As pessoas idosas, os cuidadores formais e informais, os stakeholders comunitários e a própria sociedade precisam de agir em conjunto para se alcançar um envelhecimento em segurança. Esta é também uma matéria que precisa de se impor na agenda social e de saúde. Uma sociedade segura e saudável para todas as pessoas idosas precisa de acionar mecanismos que assegurem estes desígnios. Trata-se de, num mesmo movimento, salvaguardar e promover a saúde das pessoas idosas e simultaneamente diminuir os impactos individuais, familiares, comunitários e sociais que a falta de segurança gera. Incluir as questões da segurança das pessoas idosas nos programas de promoção da saúde e prevenção da doença é o primeiro passo. O segundo passo consiste em formar a população, numa dinâmica multidisciplinar, para que se obtenham os resultados pretendidos. Esta formação é crucial para que a mesma se consiga proteger e para exercer a sua cidadania plena, exigindo a criação de ambientes domésticos e exteriores protetores da saúde e da segurança que se adequem às suas capacidades e aos seus tempos.

Neste livro analisam-se dois temas centrais do envelhecimento em segurança: as quedas e a violência. O impacto e os custos que as quedas e a violência têm, não apenas para a pessoa idosa, mas também em termos familiares, comunitários, sociais, de saúde e económicos, justificam uma atenção social e de saúde, que atualmente tem sido marginal e se tem limitado a iniciativas esporádicas por parte dos decisores e stakeholders comunitários.

Seja no domicílio das pessoas idosas, nas instituições de acolhimento ou no espaço exterior de cada comunidade, são diversos os fatores potenciadores de quedas nas pessoas idosas, desde os fatores individuais relativos a doenças, à toma de medicação, a alterações do equilíbrio ou perda de massa muscular, ao tipo de calçado usado, até aos fatores do ambiente doméstico, como o tipo de piso nas diferentes divisões, a falta de iluminação adequada, a própria disposição dos objetos/mobiliário e o uso por vezes inapropriado de tapetes. Já no ambiente exterior, os fatores de risco estão presentes na maior parte das comunidades, desde o tipo de piso, ao estado de conservação dos passeios, aos obstáculos frequentes na via pública ou ao próprio tempo de mudança dos semáforos. Estes são alguns dos exemplos de situações do quotidiano que não promovem um envelhecimento em segurança na comunidade.

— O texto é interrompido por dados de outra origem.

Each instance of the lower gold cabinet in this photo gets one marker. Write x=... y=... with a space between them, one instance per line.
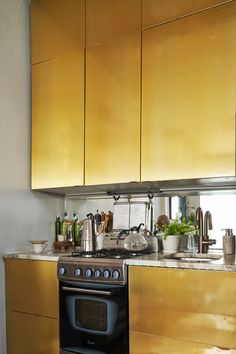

A violência sobre as pessoas idosas revela frequentemente os traços de uma sociedade onde a intolerância às incapacidades, debilidades e estados cognitivos das pessoas idosas não são toleradas e emergem muitas vezes como fatores potenciadores de situações de violência sobre estas mesmas pessoas. Socialmente, os diferentes tipos de violência sobre as pessoas idosas são, na maioria das vezes, justificados como inerentes ao próprio processo de envelhecimento, seja através de violência verbal, violência física ou violência financeira. A perda de capacidades motoras, auditivas, visuais ou cognitivas ou ainda a vulnerabilidade, que muitas apresentam, são as razões legitimadoras de atos de violência a que são sujeitas muitas pessoas idosas e que frequentemente não parecem incomodar a sociedade. Comparativamente à violência exercida sobre as crianças, diríamos a que a violência sobre as pessoas idosas desperta menos reações negativas ou é mais tolerada. Este posicionamento parece estar ancorado nas diversas campanhas, que ao longo dos anos têm lutado contra a violência infantil e que consolidaram um verdadeiro estado de alerta face a qualquer manifestação deste tipo de violência, traduzindo-se regularmente numa forte censura social, ou na atuação judicial. O mesmo não acontece com a violência sobre as pessoas idosas em que as representações coletivas da violência continuam a congregar mitos, crenças e estereótipos dessa mesma violência.

A necessidade de atuação e de conjugação de esforços, a nível comunitário e social, que promovam o envelhecimento em segurança afigura-se essencial.

As quedas nas pessoas idosas têm um impacto imediato no seu dia-a-dia e deixam sequelas, seja pela lesão local imediata, seja pelas repercussões na independência e funcionalidade, seja ainda pelas implicações sociais e económicas. Diversos estudos têm reportado um aumento das taxas de morbilidade e de mortalidade imediata ou mediata à queda, salientando igualmente que os impactos da ocorrência de quedas são elevados, embora estejam atualmente subestimados, e possam ser prevenidos. Embora, continuem a ser difíceis de enunciar as reais repercussões das quedas, porque muitos dos episódios de queda não são reportados, os custos de saúde, da dependência e da institucionalização, exigem recursos acrescidos que têm reflexos individuais, na família e na comunidade. O cálculo dos custos associados às quedas inclui os custos com a assistência de emergência, o internamento, a reabilitação, as unidades de convalescença, o apoio domiciliário, os tratamentos e as diferentes adaptações no domicílio que maioritariamente são necessárias.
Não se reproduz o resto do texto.